[時事寸語]= 馬車馬高市内閣の禁じ手

[時事寸語]= 馬車馬高市内閣の禁じ手

 馬車馬のように走り続けることを美徳とする内閣ほど、往々にして視界は狭い。視線は前方の票と世論の数字だけで、横に並ぶ民意の息づかいには気づかない▼高市首相が就任後初の代表質問で打ち出したのは、「政治とカネに厳しい姿勢」と「定数削減の断行」。聞こえは立派だが、どちらも政権浮揚のための禁じ手に近い。裏金問題で沈んだ自民党が維新との連立で再出発した矢先に“議員を減らす”と唱える。
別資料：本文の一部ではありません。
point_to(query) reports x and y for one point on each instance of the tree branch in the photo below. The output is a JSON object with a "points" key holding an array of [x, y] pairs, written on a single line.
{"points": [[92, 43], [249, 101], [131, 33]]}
なるほど、政治不信の空気の中では「身を切る改革」が一番の人気取りだ。だが、裏金を生み出す仕組みを温存したまま議席を削れば、残るのは“金のある者だけが政治家でいられる国会”である▼首相は「幅広い賛同を得たい」と言う。だが、政権を支える与党は裏金問題で説明責任を果たしておらず、野党の一角である維新は「定数削減」こそが政権入りの交換条件だった。政治改革の名を借りた数合わせにしか見えない。しかも削減対象となるのは、常に小選挙区の地方議員。都市部の議席は守られ、地方の声はますます細くなる。地方創生を掲げながら地方代表を減らす――これほど器用な“自己矛盾”も珍しい▼同じ国会では憲法九条改正や緊急事態条項の常設など、重いテーマが並行して進む。裏金事件の総括もないまま、改憲の議論だけは前のめり。連立を組んだ維新の後押しで条文起草委員会を常設しようという話も出ている。だが、政治資金の透明化すら満足にできない人々が、緊急時の権限拡大を語る姿には恐ろしさすらある。信頼を取り戻すどころか、「まず自分たちを守るための法整備」に見えてしまうのはなぜだろう▼結局、この内閣が打つ手の多くは、問題の根に向かわず表面を削るだけの政治的カンフル剤だ。裏金は「再発防止策を徹底」、定数削減は「政治改革の象徴」、物価高対策は「検討を加速」――すべてが定型文で、誰の責任も問わない。議員の数を減らす前に、説明責任を果たさない議員を減らす方がよほど健全だ▼高市首相は「粘り強く全力で」と繰り返す。だが、粘り強さが向かう先が政権維持と改憲であり、政治倫理の回復ではない限り、この“馬車馬内閣”の行き先は見えている。砂煙の向こうにあるのは、国民の疲労と冷笑。いくらムチを打っても、信頼という名の車輪はもう空転している。